People need jobs and it takes a two cent gas tax increase this year to create a base of 30,000 jobs. The GOP is acting like we amputated their right leg. Our roads are a mess, the jobs are badly needed, so come on and grow up and do what is needed for our society.
What we need to do is to figure out a way that we can design and install good social programs and when we implement them we do it with a self adjusting mechanism for funding increases during recession and funding reduction during strong periods of fiscal health. In other words the programs need to be self-scaling to the economy.
Note that the economy in Silicone Valley might be thriving while the economy in West Virginia coal towns could be darn tough. So we need to regionalize the formulas and direct the aid to where the pain is.

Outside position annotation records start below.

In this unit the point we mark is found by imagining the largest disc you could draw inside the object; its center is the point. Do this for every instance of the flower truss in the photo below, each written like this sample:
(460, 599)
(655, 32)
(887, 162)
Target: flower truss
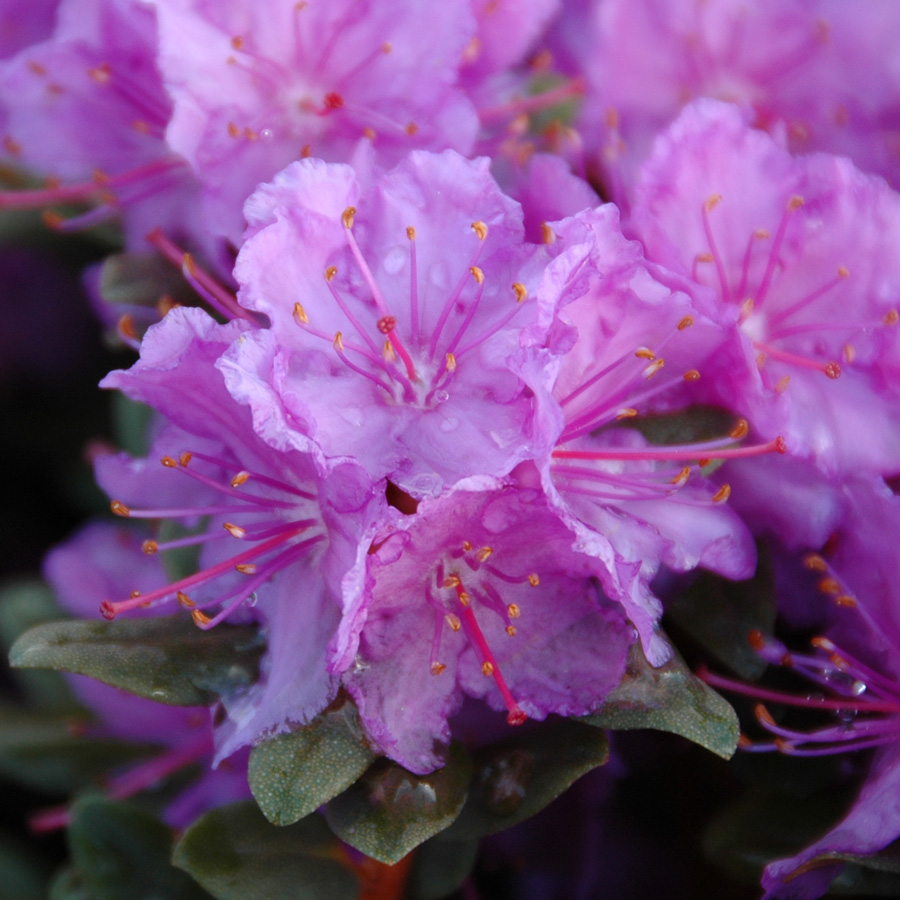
(468, 350)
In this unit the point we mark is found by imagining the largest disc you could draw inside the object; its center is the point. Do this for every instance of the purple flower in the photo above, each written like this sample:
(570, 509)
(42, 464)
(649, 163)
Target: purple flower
(101, 560)
(394, 308)
(857, 664)
(480, 594)
(87, 108)
(256, 87)
(818, 72)
(629, 345)
(273, 522)
(800, 253)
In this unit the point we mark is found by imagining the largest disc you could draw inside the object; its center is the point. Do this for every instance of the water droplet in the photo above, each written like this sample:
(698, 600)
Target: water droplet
(395, 259)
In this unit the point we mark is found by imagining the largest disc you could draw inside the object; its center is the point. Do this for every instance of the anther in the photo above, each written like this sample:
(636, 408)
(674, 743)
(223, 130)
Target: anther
(200, 618)
(654, 367)
(815, 563)
(741, 430)
(300, 316)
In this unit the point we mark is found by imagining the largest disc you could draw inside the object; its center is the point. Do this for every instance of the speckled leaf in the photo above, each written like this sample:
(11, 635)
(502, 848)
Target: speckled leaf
(719, 615)
(389, 811)
(120, 851)
(24, 603)
(237, 855)
(669, 698)
(47, 751)
(517, 777)
(166, 659)
(293, 774)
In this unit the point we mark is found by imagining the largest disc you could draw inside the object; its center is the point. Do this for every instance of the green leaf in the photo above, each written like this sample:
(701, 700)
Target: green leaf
(139, 279)
(719, 615)
(517, 777)
(237, 855)
(24, 603)
(166, 659)
(389, 811)
(440, 867)
(120, 851)
(47, 751)
(293, 774)
(22, 873)
(67, 885)
(669, 698)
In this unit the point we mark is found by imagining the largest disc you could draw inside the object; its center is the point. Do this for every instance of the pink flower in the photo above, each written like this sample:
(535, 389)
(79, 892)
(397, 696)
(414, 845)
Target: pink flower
(393, 307)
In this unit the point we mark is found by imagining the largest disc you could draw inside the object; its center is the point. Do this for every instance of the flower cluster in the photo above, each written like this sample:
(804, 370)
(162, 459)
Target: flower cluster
(439, 424)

Is this possible? Can it be done? Can we build self adjusting social programs?
The answer is “Yes.” In this day of economic modeling, in these times of regional economic measurement then financial conditions can be detected, fed back into the economic models and the funding levels for social programs adjusted automatically by region. We can have regionally elastic social programs. The problem is keeping people from tampering with the models so as to direct federal money into their own accounts. We should be able to engineer monitoring systems that detect dishonest manipulation. The punishment will always lag the crime but the key thing is that people get caught and punished.
We have never done this sort of automatic adjustment to social programs before. All Federal social programs are based on national models. Most State programs are based on a pass-thru of Federal funds to support the State program. Federal Law makers leave it to the States to manage the economics of the State regions. In tough times the States look and find that the coffers are empty because there are no federal funds to help them with the needed program increases and so people suffer.
Come on folks, in this day and age when we can program a Mars expedition and manage it all the way to unpiloted touchdown and perform remote analysis of the composition of the Martian surface then surely we can design better and more intelligent self-regulating social programs for ourselves.
We need to do this now during recession for any attempt to do so when the GOP is in control of government will result in failure.
You know it’s true. Let the engineering begin.